Do you remember the news four years ago? Banks collapsed, markets cratered, companies struggled to make payroll, and millions of people lost their jobs. Your retirement savings were decimated, the value of your house plunged, credit was unobtainable. Politicians dithered and economists argued. Only confusion prospered.
Against this background, it’s surprising to hear Republicans returning to Ronald Reagan’s classic debate question: “Are you better off than you were four years ago?” To anyone whose memory extends a full electoral cycle, the answer is clearly “yes.”
When assessing our politicians, what matters isn’t just the here and now. It’s at least as important to consider how well we are set up for tomorrow, next year and the decades that follow.
This distinction is particularly important in assessing the aftermath of the recession. The anxiety that gripped us in late 2008 wasn’t born out of a typical cyclical decline that hurts for a year or two before the economy returns to growth. Rather, it was a fear that something more fundamental had changed, altering our whole economic trajectory.
Only a forward-looking indicator can pick up both this fear and its ultimate resolution. Unfortunately, most economic statistics tell us only what happened last month, last quarter or last year.
The stock market, by contrast, is obsessively focused on the future. When investors decide whether to buy a company’s stock, they aren’t just thinking about its current earnings (if they were, a company like Twitter would be worthless). They are trying to figure out what its future earnings will be, and what that stream of income should be worth today. Their collective judgment, while far from perfect, tells a compelling story about how America’s prospects have changed over the past four years.

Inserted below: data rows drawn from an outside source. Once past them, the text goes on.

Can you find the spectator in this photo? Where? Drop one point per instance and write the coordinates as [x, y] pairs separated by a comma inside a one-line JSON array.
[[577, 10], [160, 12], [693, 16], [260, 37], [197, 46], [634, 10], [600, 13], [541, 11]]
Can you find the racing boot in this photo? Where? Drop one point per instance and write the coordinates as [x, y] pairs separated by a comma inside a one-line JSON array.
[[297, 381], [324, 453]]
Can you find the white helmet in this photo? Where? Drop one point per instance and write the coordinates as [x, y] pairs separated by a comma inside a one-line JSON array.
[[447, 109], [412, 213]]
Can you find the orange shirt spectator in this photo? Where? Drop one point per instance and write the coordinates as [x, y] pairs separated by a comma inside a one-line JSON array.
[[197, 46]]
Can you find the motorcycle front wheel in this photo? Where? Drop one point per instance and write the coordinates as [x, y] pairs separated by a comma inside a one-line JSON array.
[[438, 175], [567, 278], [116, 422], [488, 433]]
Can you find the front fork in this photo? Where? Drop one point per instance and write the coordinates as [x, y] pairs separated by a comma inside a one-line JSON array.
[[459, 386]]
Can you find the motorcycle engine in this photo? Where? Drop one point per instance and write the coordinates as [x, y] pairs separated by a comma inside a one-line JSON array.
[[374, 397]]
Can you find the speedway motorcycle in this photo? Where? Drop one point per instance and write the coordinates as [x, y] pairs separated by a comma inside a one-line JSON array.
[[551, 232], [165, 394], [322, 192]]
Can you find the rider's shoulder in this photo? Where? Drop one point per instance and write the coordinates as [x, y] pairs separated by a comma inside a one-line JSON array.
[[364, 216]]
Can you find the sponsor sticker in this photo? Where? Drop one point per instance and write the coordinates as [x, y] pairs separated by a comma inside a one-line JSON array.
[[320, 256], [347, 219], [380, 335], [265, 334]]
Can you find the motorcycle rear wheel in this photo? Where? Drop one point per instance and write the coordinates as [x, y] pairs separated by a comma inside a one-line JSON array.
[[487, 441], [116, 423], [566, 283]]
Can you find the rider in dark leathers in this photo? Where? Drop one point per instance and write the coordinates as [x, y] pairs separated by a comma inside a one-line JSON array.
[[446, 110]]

On the day of President Obama’s inauguration, the Standard & Poor’s 500 index closed at 805, just over half its pre-recession level. In other words, investors thought the recession had done so much damage that the future earnings of corporate America were worth only about half what they were before. And because corporate earnings are a roughly constant share of the broader economy, the stock prices suggested a decline of historic magnitude in investors’ assessment of the long-run prospects for the entire U.S. economy.

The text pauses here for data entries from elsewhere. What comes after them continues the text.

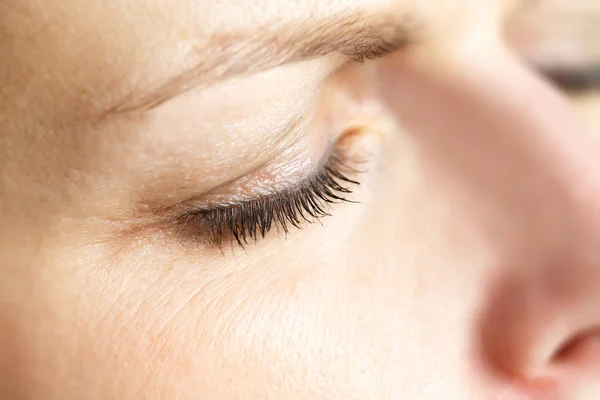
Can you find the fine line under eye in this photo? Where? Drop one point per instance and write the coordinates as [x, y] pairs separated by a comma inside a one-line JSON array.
[[251, 220]]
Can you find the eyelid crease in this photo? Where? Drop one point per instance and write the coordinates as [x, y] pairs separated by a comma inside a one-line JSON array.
[[250, 220]]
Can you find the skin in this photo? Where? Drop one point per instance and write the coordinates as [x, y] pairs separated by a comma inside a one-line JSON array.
[[470, 269]]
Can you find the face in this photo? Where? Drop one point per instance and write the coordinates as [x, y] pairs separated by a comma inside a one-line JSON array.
[[353, 199]]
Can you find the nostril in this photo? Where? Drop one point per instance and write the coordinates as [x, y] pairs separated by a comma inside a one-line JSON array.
[[581, 352]]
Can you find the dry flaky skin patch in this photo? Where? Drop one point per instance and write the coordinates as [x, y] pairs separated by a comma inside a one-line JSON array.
[[564, 34]]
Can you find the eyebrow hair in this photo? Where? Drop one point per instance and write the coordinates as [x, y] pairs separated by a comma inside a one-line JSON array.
[[229, 55]]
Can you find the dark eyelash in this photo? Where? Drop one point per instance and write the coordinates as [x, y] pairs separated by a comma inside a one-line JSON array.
[[253, 219]]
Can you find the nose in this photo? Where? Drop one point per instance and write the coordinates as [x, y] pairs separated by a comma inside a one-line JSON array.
[[515, 144]]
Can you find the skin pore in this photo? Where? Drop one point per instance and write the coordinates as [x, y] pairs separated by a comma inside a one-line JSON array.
[[466, 264]]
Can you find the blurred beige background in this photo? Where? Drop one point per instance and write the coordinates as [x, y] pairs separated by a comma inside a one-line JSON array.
[[564, 35]]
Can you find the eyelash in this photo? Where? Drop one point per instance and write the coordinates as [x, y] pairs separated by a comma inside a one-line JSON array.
[[253, 219]]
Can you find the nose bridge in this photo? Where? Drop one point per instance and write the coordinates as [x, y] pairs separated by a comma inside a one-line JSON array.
[[501, 130]]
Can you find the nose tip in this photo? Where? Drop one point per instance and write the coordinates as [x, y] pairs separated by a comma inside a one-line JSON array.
[[517, 146]]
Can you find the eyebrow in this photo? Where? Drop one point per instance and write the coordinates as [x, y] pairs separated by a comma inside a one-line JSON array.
[[229, 55]]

On Tuesday the S&P 500 index stood at 1433, about 78 percent higher than it was on Inauguration Day. Probable translation: Investors believe the long-run outlook for the American economy has improved enormously.

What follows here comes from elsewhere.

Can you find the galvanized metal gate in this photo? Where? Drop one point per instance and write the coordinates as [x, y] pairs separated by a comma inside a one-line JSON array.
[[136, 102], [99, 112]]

True, the stock market can rise for various reasons. Investors might expect corporate profits to grow faster than the economy, or corporate taxes to fall. They might have become more patient, causing them to place a higher value on earnings way out in the future. Given the current political climate, and the way the crisis shattered people’s complacency, none of these stories seems particularly plausible.
The stock market is also an imperfect proxy for the outcomes we truly care about. If there were futures markets more directly tied to economic output, unemployment or perhaps even well-being, they would provide an even better picture.
Surveys asking people to evaluate their well-being can also provide a useful insight given that people’s responses are influenced by their outlook. One index run by research company Gallup Inc., for example, shows people’s perceived well-being at a four-year high. (Disclosure: Justin Wolfers is a senior scientist at Gallup.)
Of course, the stock ticker can’t answer the most important political questions. It can’t say we are better off because of Obama’s policies, or for other reasons. It can’t say whether we are better off than we would have been under President Mitt Romney. It does, however, capture well the narrative of disaster, survival and recovery that has marked the past four years. It helps us to remember how bad we felt back then, and to appreciate where we are today.